What are NoSQL databases?
NoSQL databases are purpose-built for specific data models and stores data in flexible schemas that scale easily for modern applications. NoSQL databases are widely recognized for their ease of development, functionality, and performance at scale. This page includes resources to help you better understand NoSQL databases and to get started.
What are the advantages of NoSQL databases
Modern applications face several challenges that can be solved by NoSQL databases. For instance, applications process a large data volume from disparate sources like social media, smart sensors, and third-party databases. All of this disparate data doesn't fit neatly into the relational model. Enforcing tabular structures can lead to redundancy, data duplication, and performance issues at scale.

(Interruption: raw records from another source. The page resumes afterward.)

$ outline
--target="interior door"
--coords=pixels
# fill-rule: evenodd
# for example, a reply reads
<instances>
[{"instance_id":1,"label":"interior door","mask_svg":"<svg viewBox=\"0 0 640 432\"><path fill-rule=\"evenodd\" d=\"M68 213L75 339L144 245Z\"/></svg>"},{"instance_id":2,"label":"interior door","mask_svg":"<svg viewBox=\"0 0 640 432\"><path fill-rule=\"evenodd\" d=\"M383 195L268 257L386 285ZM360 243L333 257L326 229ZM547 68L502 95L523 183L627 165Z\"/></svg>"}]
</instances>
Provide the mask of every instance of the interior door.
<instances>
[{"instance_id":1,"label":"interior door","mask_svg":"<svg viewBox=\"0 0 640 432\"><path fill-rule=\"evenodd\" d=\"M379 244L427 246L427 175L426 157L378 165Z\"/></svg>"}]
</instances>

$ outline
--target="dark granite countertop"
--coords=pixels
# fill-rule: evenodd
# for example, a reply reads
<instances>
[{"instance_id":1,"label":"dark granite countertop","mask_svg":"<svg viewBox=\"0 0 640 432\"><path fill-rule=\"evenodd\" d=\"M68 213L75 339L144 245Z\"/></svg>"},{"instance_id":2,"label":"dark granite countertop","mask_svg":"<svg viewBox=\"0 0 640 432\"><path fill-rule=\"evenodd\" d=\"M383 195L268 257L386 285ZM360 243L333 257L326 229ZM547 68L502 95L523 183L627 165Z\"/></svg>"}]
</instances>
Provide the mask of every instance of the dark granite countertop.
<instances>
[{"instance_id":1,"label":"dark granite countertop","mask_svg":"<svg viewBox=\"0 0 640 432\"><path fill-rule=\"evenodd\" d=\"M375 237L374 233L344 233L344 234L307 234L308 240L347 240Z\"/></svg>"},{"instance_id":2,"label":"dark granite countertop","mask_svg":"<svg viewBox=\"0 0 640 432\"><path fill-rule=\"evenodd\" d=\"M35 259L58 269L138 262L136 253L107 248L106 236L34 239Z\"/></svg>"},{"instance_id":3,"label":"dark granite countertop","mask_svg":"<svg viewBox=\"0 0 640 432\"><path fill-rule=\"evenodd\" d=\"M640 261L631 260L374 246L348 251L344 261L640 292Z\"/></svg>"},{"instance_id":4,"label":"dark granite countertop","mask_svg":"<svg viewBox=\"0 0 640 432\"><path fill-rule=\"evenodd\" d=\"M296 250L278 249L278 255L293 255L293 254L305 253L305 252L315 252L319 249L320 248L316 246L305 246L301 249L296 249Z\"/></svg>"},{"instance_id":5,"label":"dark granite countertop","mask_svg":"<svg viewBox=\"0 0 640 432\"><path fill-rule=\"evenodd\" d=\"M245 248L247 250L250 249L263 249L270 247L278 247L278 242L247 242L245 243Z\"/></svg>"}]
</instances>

NoSQL databases are purpose-built for non-relational data models and have flexible schemas for building modern applications. They are widely recognized for their ease of development, functionality, and performance at scale. Benefits of NoSQL databases are listed below.
Flexibility
NoSQL databases generally provide flexible schemas that enable faster and more iterative development. The flexible data model makes NoSQL databases ideal for semi-structured and unstructured data.
Scalability
NoSQL databases are typically designed to scale out by using distributed clusters of hardware, as opposed to scaling up by adding expensive and robust servers. Some cloud providers handle these operations behind the scenes as a fully managed service.
High performance
NoSQL databases are optimized for specific data models and access patterns. These enable higher performance than if you were trying to accomplish similar functionality with relational databases.
Highly functional
NoSQL databases provide highly functional APIs and data types that are purpose-built for each of their respective data models.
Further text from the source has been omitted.